1. A light-emitting diode (LED) light comprising: a ceramic shade comprising a primary chamber defined therein and at least one through hole in communication with the primary chamber; an illuminative unit being disposed in the primary chamber, and comprising at least one LED die and a path for transferring heat generated by the LED die to the ceramic shade; and at least one wire connected to the illuminative unit and inserted through the through hole.

2. The LED light according to claim 1 wherein the path comprises: a metal core printed circuit board comprising a metal core layer in contact with a floor of the primary chamber; and a thermal conductive metal block comprising a side in contact with the LED die and another side in contact with the metal core layer.

3. The LED light according to claim 1 wherein the path comprises: a metal core printed circuit board comprising a metal core layer in contact with a floor of the primary chamber; a ceramic sheet being in contact with the metal core layer; and a thermal conductive metal block comprising a side in contact with the LED die and another side in contact with the ceramic sheet.

4. The LED light according to claim 2 wherein the path further comprises a thermal conductive paste interposed between the floor of the primary chamber and the metal core layer.

5. The LED light according to claim 3 wherein the path further comprises a thermal conductive paste interposed between the floor of the primary chamber and the metal core layer.

6. The LED light according to claim 1 wherein the ceramic shade comprises a secondary chamber for receiving a connector, and wherein the secondary chamber is opposite to the primary chamber, which is in communication with the secondary chamber via the through hole, and the connector comprises two plugs connected with the wire.

7. The LED light according to claim 6 comprising a reflector fitted in the ceramic shade.

8. The LED light according to claim 7 wherein the ceramic shade comprises a plurality of vents in communication with an interior and an exterior of the ceramic shade.

9. The LED light according to claim 2 comprising a connector connected to the ceramic shade and opposite to the primary chamber, wherein the connector comprises two plugs connected to the wire.

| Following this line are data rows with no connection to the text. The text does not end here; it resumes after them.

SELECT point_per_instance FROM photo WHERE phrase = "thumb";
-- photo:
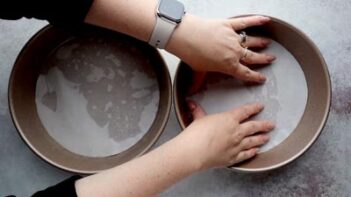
(196, 110)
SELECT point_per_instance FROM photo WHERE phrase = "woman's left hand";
(215, 45)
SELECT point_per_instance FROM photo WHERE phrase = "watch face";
(171, 9)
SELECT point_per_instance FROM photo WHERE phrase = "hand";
(225, 139)
(214, 45)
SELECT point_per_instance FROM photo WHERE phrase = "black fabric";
(65, 189)
(64, 13)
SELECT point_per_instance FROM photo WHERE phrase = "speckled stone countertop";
(323, 171)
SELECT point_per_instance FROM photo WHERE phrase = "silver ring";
(243, 37)
(246, 51)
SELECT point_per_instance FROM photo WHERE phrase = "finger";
(249, 21)
(246, 74)
(253, 127)
(244, 112)
(196, 110)
(257, 58)
(255, 42)
(253, 141)
(245, 155)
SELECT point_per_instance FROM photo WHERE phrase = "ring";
(246, 51)
(243, 37)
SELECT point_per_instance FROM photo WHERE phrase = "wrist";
(190, 152)
(180, 40)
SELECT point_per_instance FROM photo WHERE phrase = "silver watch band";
(162, 32)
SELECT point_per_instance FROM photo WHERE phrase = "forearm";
(137, 19)
(133, 17)
(144, 176)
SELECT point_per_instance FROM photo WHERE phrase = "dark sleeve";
(65, 188)
(60, 12)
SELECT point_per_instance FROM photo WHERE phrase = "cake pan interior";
(89, 99)
(316, 102)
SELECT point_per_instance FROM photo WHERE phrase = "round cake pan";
(317, 105)
(31, 62)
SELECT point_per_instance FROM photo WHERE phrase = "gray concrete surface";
(323, 171)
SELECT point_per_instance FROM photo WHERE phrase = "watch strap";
(162, 32)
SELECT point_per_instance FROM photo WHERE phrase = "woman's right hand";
(225, 139)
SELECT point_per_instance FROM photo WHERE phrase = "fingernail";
(266, 42)
(262, 78)
(270, 58)
(256, 150)
(271, 125)
(266, 138)
(260, 106)
(264, 19)
(191, 105)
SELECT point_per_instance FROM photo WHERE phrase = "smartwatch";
(169, 14)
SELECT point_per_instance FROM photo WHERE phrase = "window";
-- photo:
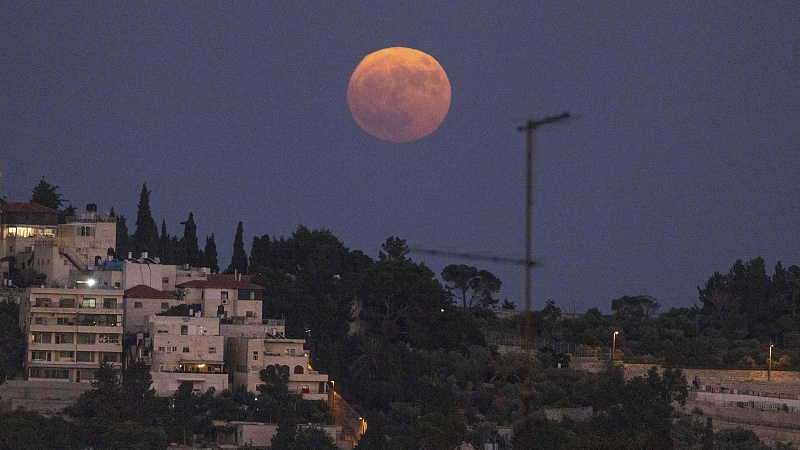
(67, 303)
(40, 337)
(85, 357)
(108, 338)
(65, 338)
(88, 303)
(86, 338)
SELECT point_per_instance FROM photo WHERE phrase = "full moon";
(399, 94)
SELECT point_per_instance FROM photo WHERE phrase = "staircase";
(79, 262)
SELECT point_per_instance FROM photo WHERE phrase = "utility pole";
(527, 395)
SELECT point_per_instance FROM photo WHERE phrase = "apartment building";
(251, 348)
(70, 331)
(32, 238)
(225, 297)
(143, 301)
(182, 349)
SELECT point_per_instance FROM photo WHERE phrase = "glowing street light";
(769, 367)
(614, 346)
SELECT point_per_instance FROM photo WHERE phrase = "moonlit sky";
(684, 156)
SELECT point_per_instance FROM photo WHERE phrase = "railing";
(73, 258)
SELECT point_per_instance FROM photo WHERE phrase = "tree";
(137, 394)
(469, 286)
(210, 253)
(239, 257)
(123, 239)
(145, 238)
(635, 307)
(190, 251)
(393, 248)
(47, 194)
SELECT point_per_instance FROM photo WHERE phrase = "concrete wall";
(46, 397)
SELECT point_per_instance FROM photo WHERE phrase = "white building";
(70, 331)
(182, 349)
(143, 301)
(251, 348)
(225, 297)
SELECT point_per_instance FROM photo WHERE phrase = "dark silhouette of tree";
(393, 248)
(190, 251)
(145, 238)
(210, 254)
(239, 257)
(47, 194)
(635, 307)
(471, 287)
(165, 249)
(123, 239)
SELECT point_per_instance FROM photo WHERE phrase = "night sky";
(683, 157)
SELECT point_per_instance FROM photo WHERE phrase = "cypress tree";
(211, 254)
(145, 238)
(189, 249)
(239, 258)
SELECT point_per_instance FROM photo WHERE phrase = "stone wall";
(46, 397)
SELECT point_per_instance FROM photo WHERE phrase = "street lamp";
(769, 367)
(614, 346)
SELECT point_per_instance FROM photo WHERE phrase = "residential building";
(142, 301)
(183, 348)
(32, 238)
(225, 297)
(70, 331)
(251, 348)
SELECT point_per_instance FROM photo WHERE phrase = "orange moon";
(399, 94)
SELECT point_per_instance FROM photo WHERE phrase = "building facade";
(70, 331)
(183, 348)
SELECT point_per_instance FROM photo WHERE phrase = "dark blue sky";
(684, 158)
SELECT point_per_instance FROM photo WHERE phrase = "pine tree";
(211, 254)
(145, 238)
(189, 248)
(239, 258)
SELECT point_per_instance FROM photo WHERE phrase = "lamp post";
(614, 346)
(769, 367)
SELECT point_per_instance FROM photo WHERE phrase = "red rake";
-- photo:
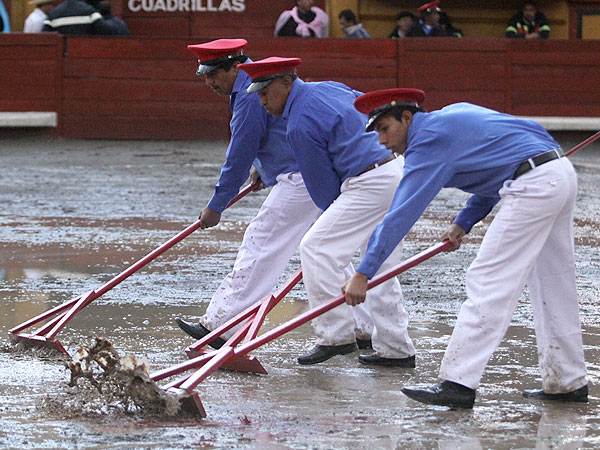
(256, 316)
(62, 314)
(207, 363)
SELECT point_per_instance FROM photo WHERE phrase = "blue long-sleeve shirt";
(258, 139)
(325, 133)
(464, 146)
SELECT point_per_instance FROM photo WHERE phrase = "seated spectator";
(529, 23)
(446, 24)
(351, 29)
(303, 20)
(75, 17)
(428, 24)
(116, 26)
(4, 20)
(35, 21)
(404, 21)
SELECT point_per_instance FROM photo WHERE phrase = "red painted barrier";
(146, 87)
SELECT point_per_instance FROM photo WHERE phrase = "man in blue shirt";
(530, 241)
(353, 178)
(287, 213)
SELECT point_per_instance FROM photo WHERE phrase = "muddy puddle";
(76, 213)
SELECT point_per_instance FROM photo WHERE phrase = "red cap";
(214, 53)
(266, 70)
(428, 7)
(378, 102)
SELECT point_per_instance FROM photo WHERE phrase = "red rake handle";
(311, 314)
(220, 357)
(160, 250)
(579, 146)
(75, 305)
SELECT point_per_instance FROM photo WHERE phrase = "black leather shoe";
(446, 393)
(578, 395)
(376, 360)
(364, 344)
(321, 353)
(198, 331)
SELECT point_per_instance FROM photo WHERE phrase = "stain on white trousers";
(530, 241)
(269, 242)
(328, 247)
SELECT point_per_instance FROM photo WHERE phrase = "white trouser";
(530, 241)
(329, 246)
(269, 242)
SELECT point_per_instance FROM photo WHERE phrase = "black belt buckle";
(538, 160)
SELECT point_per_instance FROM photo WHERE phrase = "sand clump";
(102, 382)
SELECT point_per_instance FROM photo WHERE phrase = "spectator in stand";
(35, 21)
(303, 20)
(351, 29)
(446, 24)
(75, 17)
(404, 21)
(116, 25)
(429, 22)
(4, 20)
(529, 23)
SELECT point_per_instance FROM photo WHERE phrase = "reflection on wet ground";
(76, 213)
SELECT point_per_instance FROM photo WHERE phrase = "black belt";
(537, 160)
(380, 163)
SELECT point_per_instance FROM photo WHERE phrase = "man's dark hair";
(404, 14)
(347, 15)
(396, 112)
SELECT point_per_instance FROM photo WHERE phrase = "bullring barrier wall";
(146, 87)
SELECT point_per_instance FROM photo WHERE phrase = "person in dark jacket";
(446, 24)
(350, 26)
(116, 25)
(529, 23)
(4, 21)
(75, 17)
(404, 21)
(428, 24)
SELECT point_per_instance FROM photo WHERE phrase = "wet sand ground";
(76, 213)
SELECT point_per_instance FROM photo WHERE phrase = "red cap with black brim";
(429, 7)
(266, 70)
(377, 103)
(211, 55)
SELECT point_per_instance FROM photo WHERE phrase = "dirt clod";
(102, 382)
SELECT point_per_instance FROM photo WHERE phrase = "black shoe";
(198, 331)
(364, 343)
(321, 353)
(446, 393)
(578, 395)
(376, 360)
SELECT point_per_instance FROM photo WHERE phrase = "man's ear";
(287, 82)
(406, 117)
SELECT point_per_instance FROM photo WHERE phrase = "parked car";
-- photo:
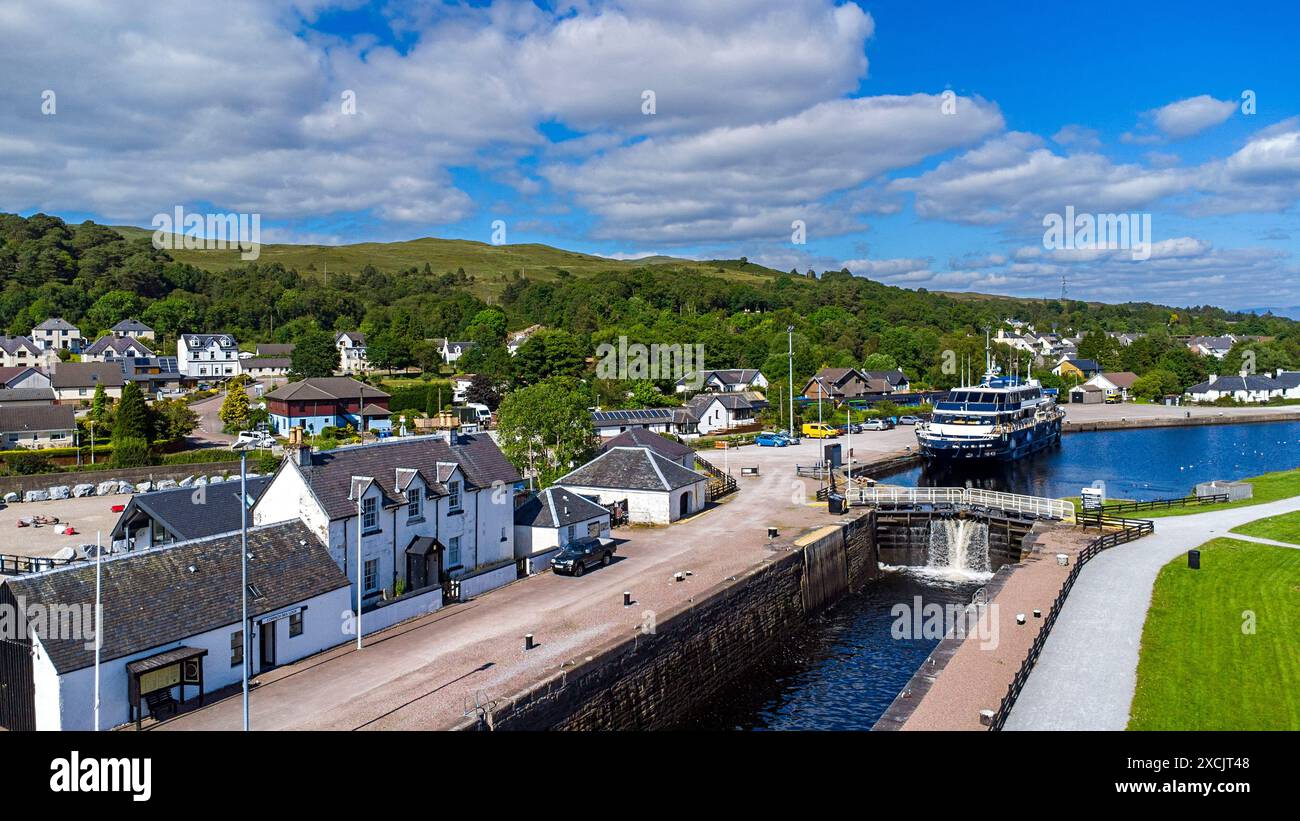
(581, 554)
(819, 430)
(255, 438)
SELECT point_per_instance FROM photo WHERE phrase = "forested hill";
(406, 294)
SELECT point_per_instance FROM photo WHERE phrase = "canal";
(843, 670)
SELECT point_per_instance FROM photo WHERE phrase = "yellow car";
(817, 430)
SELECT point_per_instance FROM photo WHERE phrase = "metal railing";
(1130, 529)
(966, 496)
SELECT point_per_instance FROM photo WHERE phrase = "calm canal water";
(843, 670)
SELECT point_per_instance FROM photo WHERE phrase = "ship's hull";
(1006, 447)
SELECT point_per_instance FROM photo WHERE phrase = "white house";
(172, 625)
(723, 412)
(134, 329)
(732, 381)
(655, 489)
(212, 356)
(351, 352)
(57, 333)
(550, 520)
(111, 348)
(1243, 389)
(21, 352)
(428, 511)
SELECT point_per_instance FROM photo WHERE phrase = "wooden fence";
(1130, 529)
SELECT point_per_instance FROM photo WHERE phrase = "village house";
(57, 333)
(182, 513)
(351, 352)
(1117, 383)
(732, 381)
(265, 366)
(172, 625)
(1244, 387)
(133, 329)
(208, 356)
(677, 421)
(24, 376)
(836, 385)
(328, 402)
(1075, 368)
(515, 339)
(112, 348)
(22, 352)
(724, 412)
(641, 438)
(650, 487)
(37, 426)
(547, 521)
(76, 382)
(428, 511)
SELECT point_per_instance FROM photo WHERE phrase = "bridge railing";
(965, 496)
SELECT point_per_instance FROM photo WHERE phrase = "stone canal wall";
(655, 680)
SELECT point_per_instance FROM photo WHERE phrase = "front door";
(268, 644)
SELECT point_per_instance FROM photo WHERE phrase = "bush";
(130, 452)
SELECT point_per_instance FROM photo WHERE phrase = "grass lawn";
(1268, 487)
(1197, 670)
(1285, 528)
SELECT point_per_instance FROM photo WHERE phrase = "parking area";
(85, 515)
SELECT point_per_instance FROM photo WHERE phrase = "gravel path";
(1087, 673)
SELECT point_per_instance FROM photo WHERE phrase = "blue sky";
(765, 113)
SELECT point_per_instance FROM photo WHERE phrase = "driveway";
(1087, 674)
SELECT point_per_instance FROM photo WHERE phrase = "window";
(369, 515)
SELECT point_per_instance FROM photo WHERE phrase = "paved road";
(423, 674)
(1086, 677)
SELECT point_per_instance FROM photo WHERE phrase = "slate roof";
(151, 598)
(117, 344)
(86, 374)
(17, 418)
(557, 507)
(26, 394)
(189, 515)
(330, 472)
(326, 389)
(1229, 385)
(632, 469)
(642, 438)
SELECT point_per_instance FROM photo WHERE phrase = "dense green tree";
(315, 355)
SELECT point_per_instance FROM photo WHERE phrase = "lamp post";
(789, 338)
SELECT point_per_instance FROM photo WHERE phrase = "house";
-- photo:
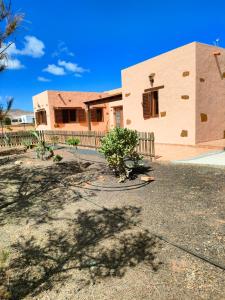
(179, 95)
(23, 119)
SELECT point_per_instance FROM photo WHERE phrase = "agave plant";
(4, 112)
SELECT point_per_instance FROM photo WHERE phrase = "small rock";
(147, 178)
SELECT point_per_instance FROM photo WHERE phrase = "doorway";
(118, 113)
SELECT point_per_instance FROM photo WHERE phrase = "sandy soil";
(73, 232)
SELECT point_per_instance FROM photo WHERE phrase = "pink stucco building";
(179, 95)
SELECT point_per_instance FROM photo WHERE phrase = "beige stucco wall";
(51, 99)
(180, 114)
(40, 101)
(210, 93)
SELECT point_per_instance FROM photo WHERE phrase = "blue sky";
(82, 45)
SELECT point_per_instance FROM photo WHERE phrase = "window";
(151, 104)
(70, 115)
(41, 118)
(97, 115)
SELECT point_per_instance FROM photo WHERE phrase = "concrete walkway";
(215, 158)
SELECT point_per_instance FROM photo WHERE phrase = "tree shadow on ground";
(36, 193)
(97, 243)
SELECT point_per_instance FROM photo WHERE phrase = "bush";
(73, 141)
(118, 147)
(54, 139)
(57, 158)
(43, 151)
(27, 144)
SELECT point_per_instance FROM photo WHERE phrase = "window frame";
(41, 117)
(150, 103)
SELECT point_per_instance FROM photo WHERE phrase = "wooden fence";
(88, 139)
(92, 139)
(18, 138)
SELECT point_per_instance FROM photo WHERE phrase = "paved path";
(216, 158)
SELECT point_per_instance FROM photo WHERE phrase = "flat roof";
(104, 97)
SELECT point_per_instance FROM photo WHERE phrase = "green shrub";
(43, 151)
(118, 147)
(73, 141)
(57, 158)
(54, 139)
(27, 144)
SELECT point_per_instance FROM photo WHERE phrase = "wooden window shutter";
(58, 116)
(37, 118)
(81, 114)
(44, 117)
(93, 115)
(146, 105)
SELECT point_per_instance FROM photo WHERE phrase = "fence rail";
(17, 138)
(88, 139)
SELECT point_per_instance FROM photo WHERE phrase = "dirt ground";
(73, 232)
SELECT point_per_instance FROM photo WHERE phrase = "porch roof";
(105, 98)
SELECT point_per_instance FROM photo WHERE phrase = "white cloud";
(78, 75)
(62, 49)
(72, 67)
(14, 64)
(55, 70)
(32, 47)
(43, 79)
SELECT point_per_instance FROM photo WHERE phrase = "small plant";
(118, 147)
(57, 158)
(73, 141)
(27, 144)
(54, 140)
(6, 139)
(43, 151)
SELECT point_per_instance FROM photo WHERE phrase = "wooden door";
(118, 113)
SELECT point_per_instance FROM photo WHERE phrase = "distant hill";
(19, 112)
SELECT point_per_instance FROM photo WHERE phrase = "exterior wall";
(112, 105)
(53, 99)
(210, 93)
(177, 114)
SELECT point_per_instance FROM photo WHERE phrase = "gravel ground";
(73, 232)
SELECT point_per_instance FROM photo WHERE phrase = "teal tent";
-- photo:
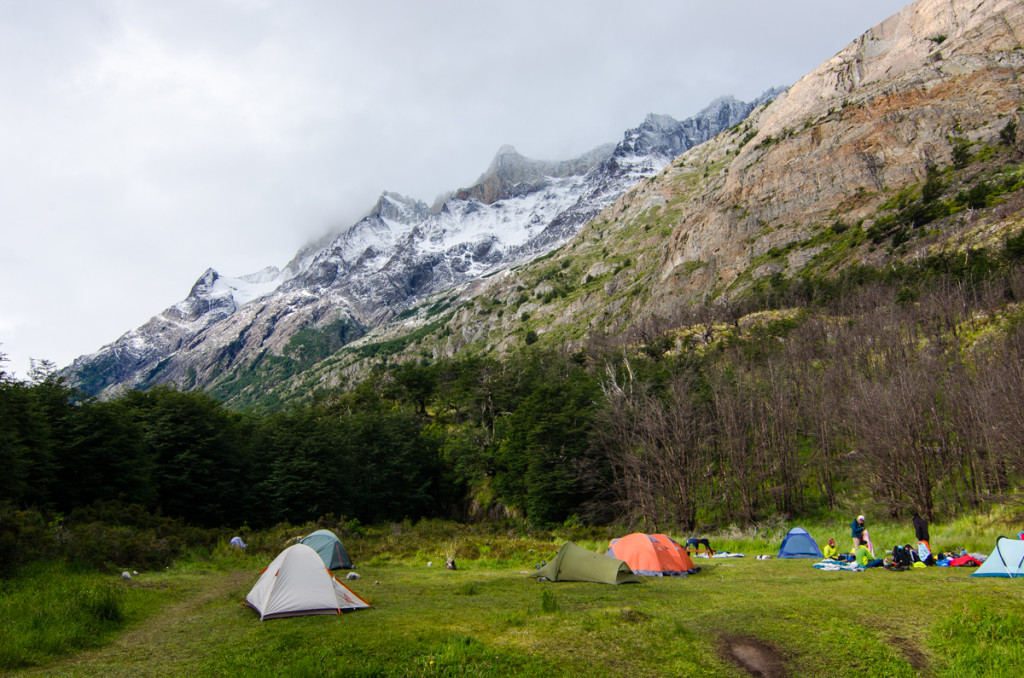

10. The LED light according to claim 9 wherein the ceramic shade comprises a plurality of vents circularly arranged in the primary chamber for venting the heat of the ceramic shade.

11. The LED light according to claim 2 comprising a connector with an electrically conductive tube and electrically conductive contact point connected to the wire respectively, wherein the connector is connected to the ceramic shade and opposite to the primary chamber, and the electrically conductive tube is formed with a thread portion.

12. The LED light according to claim 2 wherein a porosity of the ceramic shade is 20% to 30%, the Mohs' hardness of the ceramic shade is 4 to 7, a bulk density of the ceramic shade is 1 to 3 g/cm.sup.3, and a thermal conductivity of the ceramic shade is 4 to 8 w/m-k.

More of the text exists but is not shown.